Whatever objective existence there may be, it is not quite there in which we live. It is this middle ground, these frameworks, the structure we use to interpret experience, which a person ends up with or builds for him or herself. These prejudices, and its reality become the world they inhabit. These can be shared with some accuracy through language, to the extent that members of a group will often inhabit worlds with many of the same schemes, at many different levels of complexity and meaning. As with Whorf’s work, a people that share a language will have much of their thought and categories shaped by both the particularities of their grammar.
Donald Davidson argues that a division of frameworks, these different worlds, can easily be overcome and combined through translation. He argues that these differences are merely of appearance and that with some work there’s no reason to believe that we cannot explain any or another idea from one world into another. Davidson chided that “Whorf, wanting to demonstrate that Hopi incorporates a metaphysics so alien to ours that Hopi and English cannot, as he puts it, ‘be calibrated,’ uses English to convey the contents of sample Hopi sentences.” One cannot help but wonder what was lost in translation? If an animistic world comes across as silly and primitive, can it fairly be said that the interpreted messages truly brought the actual, fully alive content of the utterances across the wire? The nature of the world from which the original sentence originates, the framework within which it lives, is not part of a ten-word sentence, now comfortably presented in just another English sentence. Can this indeed be calibrated? Perhaps with some years of a life spent with a people sharing words and bread. Perhaps not with a simple pragmatic translation, and no curiosity as to why these damned natives talk crazy. It’s important to consider how often this kind of difficult work of actually trying to inter-translate cultures’ ideas actually happens, and perhaps even more importantly to consider how often this exchange happens in equal measure in both directions.
A silent genocide of culture is underway.
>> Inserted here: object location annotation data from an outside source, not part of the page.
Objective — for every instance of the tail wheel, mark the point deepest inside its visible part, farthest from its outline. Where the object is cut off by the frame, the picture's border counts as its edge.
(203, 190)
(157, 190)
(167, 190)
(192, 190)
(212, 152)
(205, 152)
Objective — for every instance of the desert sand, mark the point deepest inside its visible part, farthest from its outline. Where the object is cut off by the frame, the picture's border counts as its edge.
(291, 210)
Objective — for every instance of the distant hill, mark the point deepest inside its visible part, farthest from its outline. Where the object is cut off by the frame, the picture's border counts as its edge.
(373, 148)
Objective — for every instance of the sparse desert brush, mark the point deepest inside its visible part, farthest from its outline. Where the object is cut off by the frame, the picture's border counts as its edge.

Globalization is homogenizing the planet’s speakers and thinkers into a handful of languages and histories in a way that is unprecedented. The kinds of minds being put to our earthly challenges is coming form a more vertically integrated, similarly schooled stock than ever before. The paradigm at the head of this charge is one with an objectivist commitment at its foundation. The sort of relativity we’ve been discussing in this paper, the numberless interpretations one can have in finding beauty, justice or value in this shared world, is afforded less and less lip service under the march of power and progress. It’s hard to see what others see all the time, but that doesn’t mean it isn’t there.